Google Groups no longer supports new Usenet posts or subscriptions. Historical content remains viewable.
Dismiss

Combining multiple dichotomous variables into one categorical variable

68 views
Skip to first unread message

marcus.cr...@gmail.com

unread,
Oct 1, 2015, 4:53:23 PM10/1/15
to
I have a data set that lists reasons for removal from the home for foster children. Each variable is dichotomous though (Physical abuse, sexual abuse, neglect, alcohol abuse, etc). Each is no =0 or yes = 1.

I would like to create a new categorical variable that lists all of the options for reason for removal such as physical abuse = 1, sexual abuse = 2, neglect = 3, alcohol abuse = 4, etc.
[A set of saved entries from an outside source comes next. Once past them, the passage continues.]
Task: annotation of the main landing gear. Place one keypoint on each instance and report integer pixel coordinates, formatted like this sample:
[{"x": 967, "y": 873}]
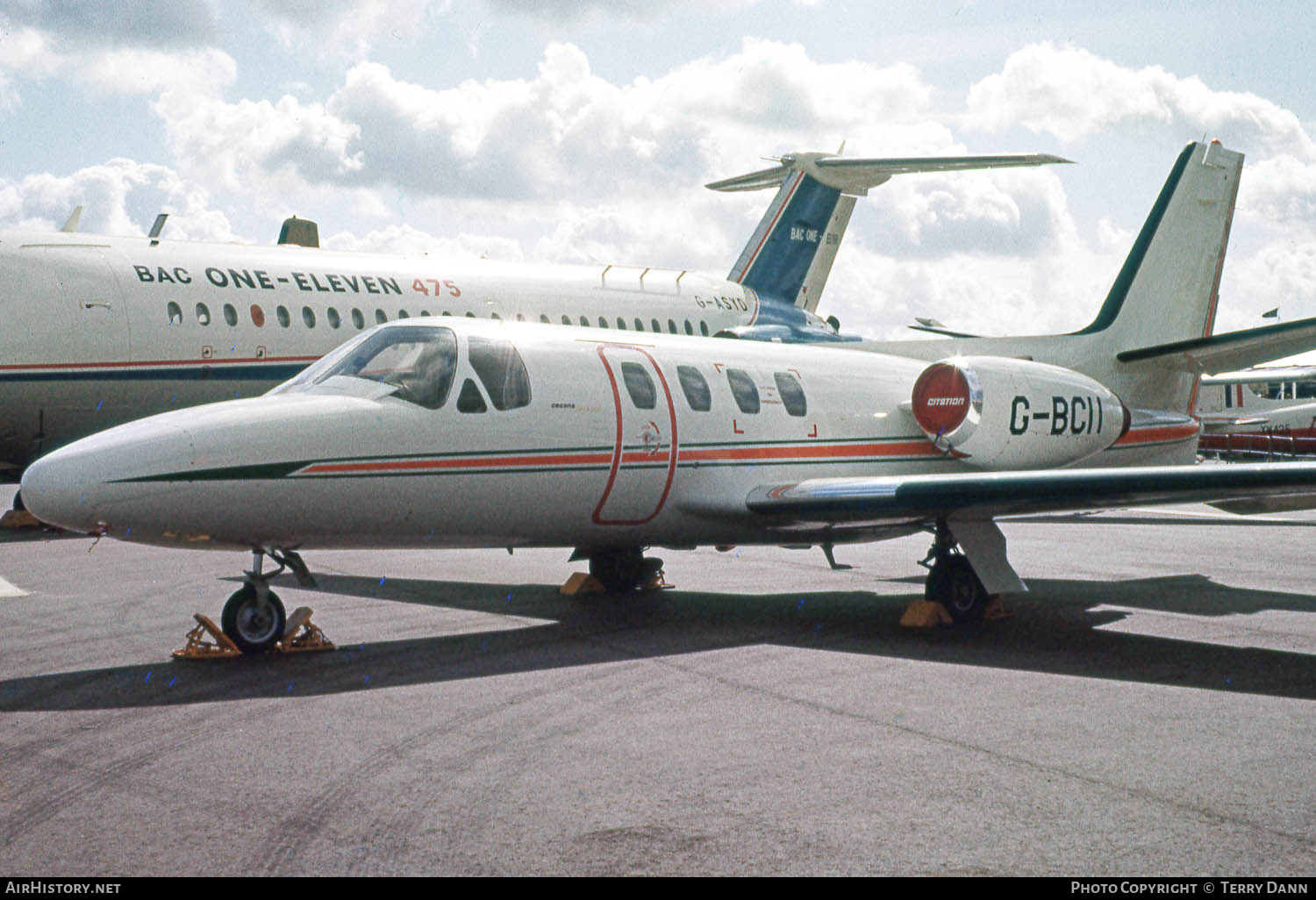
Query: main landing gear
[
  {"x": 623, "y": 568},
  {"x": 254, "y": 618},
  {"x": 952, "y": 581}
]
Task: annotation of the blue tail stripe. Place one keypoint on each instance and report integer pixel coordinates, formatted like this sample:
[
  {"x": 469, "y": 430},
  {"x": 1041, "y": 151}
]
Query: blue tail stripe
[{"x": 776, "y": 263}]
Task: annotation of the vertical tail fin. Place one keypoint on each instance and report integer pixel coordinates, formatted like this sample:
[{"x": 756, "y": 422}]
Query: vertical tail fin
[
  {"x": 790, "y": 254},
  {"x": 1169, "y": 284},
  {"x": 1166, "y": 292}
]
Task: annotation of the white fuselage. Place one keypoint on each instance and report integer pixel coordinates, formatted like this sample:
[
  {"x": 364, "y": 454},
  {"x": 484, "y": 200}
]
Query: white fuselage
[
  {"x": 102, "y": 331},
  {"x": 600, "y": 441}
]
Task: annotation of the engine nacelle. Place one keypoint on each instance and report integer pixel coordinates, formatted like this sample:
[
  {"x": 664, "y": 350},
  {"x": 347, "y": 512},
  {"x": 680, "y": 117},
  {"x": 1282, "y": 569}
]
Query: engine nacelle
[{"x": 1015, "y": 413}]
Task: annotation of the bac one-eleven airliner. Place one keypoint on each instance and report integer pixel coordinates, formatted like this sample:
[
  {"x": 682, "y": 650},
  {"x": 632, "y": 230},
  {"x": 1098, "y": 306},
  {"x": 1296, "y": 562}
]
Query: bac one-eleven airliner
[
  {"x": 99, "y": 331},
  {"x": 463, "y": 433}
]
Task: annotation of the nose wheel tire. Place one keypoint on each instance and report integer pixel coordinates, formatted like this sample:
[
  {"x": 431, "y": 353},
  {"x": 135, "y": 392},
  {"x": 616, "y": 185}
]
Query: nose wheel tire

I tried the compute command but that just added everything together. I also tried to transform into a new variable but I was not able to because each variable uses 0 and 1. Do I need to recode each so that there is a 0,1 and a 0,2 and a 0,3 etc? Then I could transform into a new variable? Or is there a simpler way that makes more sense?

Rich Ulrich

unread,
Oct 1, 2015, 7:29:29 PM10/1/15
to
On Thu, 1 Oct 2015 13:53:18 -0700 (PDT), marcus.cr...@gmail.com
wrote:

>I have a data set that lists reasons for removal from the home for foster children. Each variable is dichotomous though (Physical abuse, sexual abuse, neglect, alcohol abuse, etc). Each is no =0 or yes = 1.
>
>I would like to create a new categorical variable that lists all of the options for reason for removal such as physical abuse = 1, sexual abuse = 2, neglect = 3, alcohol abuse = 4, etc.
>
>I tried the compute command but that just added everything together. I also tried to transform into a new variable but I was not able to because each variable uses 0 and 1. Do I need to recode each so that there is a 0,1 and a 0,2 and a 0,3 etc? Then I could transform into a new variable? Or is there a simpler way that makes more sense?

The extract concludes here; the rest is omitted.